London Christina - Places as names, places as names.

Keaton - Again, a last name used as a first name. This time stolen from Michael and Diane. Good work!

Aidan Christian

Aiden Lane

Aiden Aiden Aiden - Aiden is the John of the 21st century. (At least it's a real first name.)

Jakob - Okay, we GET IT. K's and Y's are the coolest letters every. They're the most beautiful sounds.

Hadley Katelynn - A girl

Tayley - Someone's parents love LOST!

Jacksin - Ah, nice! Spell it wrong AND put the word "sin" in there! AND include the letter K! ROCK!

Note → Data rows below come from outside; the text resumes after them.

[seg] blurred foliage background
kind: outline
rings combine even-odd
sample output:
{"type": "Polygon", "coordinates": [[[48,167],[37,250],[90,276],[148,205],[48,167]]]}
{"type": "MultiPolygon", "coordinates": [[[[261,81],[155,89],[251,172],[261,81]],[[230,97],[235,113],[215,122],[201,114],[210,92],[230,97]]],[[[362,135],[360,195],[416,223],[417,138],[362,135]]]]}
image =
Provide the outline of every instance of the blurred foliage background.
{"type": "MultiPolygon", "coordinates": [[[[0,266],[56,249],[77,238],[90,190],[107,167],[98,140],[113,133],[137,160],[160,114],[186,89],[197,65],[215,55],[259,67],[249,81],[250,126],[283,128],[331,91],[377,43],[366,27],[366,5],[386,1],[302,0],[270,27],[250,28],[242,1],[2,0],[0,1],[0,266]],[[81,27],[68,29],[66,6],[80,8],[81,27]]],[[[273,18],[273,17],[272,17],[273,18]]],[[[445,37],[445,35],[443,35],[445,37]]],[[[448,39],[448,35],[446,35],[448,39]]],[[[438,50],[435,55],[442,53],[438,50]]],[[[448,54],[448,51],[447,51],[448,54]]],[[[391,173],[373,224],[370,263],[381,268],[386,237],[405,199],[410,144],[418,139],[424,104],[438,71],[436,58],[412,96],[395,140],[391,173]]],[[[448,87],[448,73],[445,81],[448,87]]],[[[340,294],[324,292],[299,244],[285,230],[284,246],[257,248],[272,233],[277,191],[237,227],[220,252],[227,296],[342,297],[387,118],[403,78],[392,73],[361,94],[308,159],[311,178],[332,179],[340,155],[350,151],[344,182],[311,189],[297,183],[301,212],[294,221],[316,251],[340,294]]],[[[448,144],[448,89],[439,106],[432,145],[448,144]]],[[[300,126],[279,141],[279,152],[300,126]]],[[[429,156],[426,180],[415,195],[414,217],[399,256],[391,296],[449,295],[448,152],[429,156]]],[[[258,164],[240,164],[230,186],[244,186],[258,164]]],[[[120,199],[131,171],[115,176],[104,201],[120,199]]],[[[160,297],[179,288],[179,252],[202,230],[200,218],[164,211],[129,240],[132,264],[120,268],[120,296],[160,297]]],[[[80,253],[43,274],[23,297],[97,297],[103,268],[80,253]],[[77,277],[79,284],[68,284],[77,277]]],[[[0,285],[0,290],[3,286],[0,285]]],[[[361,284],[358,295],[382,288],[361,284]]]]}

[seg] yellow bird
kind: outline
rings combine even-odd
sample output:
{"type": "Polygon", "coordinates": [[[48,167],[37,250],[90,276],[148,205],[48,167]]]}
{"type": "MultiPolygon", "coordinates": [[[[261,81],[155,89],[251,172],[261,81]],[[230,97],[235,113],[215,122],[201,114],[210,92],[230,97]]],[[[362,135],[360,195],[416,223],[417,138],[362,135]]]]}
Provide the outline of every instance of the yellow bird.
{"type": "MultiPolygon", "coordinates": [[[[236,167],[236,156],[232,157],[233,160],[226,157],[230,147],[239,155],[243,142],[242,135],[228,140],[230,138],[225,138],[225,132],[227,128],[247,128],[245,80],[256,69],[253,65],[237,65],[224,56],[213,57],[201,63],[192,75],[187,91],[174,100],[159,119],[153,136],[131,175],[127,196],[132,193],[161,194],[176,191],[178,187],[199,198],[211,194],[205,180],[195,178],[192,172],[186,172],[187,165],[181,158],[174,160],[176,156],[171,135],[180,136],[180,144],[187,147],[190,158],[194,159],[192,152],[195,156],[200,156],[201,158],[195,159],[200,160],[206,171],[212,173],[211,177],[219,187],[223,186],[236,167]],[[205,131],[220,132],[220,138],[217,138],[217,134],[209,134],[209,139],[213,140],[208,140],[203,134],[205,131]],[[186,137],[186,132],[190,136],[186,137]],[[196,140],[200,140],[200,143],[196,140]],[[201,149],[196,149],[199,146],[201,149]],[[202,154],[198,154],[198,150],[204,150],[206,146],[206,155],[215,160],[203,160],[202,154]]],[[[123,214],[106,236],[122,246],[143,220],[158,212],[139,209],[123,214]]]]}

Finley Marie - Yes, FINLEY! What a beautiful name for a little girl!

Lucas Ryon - Are you sure you don't mean LUKUS RYYOEON

Taylee Elena - WTF: TWO TAILIES? HOW?!

Tyson - Ah, frozen chicken and/or an insane boxer! Beautiful.

Amorina - You know, I hate to say it, but I thought this was actually kind of cute.

Oliver Per - Per? Only one Oliver Per person please. This was a girl, I think.

Danica Rain - Do you think the C here sounds like a K or an S?

Jack Ywain - Mark Twains long-lost brother from Dimension X?

Teighlor JoLee - Ugh.

Tia Joy

Kaylee - Go away.

Bridger Rose - Ugh.

Trevyn Breanne - ENOUGH WITH THE Y's!! PLEASE!

Kaysa - STOP!

Alyvia - PLEASE MAKE IT STOP!

Remi Kayann - NO MORE K's and Y's!! PLEASE!!

Lakayla Ray - ... bastards.

If you don't believe me, here's the link:
http://bigsky.momslikeme.com/members/Scrapbook.aspx?pi=2&q=&dt=MWorldData.Message&si=&filter=0&g=1517145&se=&sd=&sn=0


If you'd like to learn more about my hatred for stupid baby names, see last year's P.O.S. (Parade of Shame).

I've just had a rough couple of weeks. I take it out on innocent babies. Does that make me such a bad guy?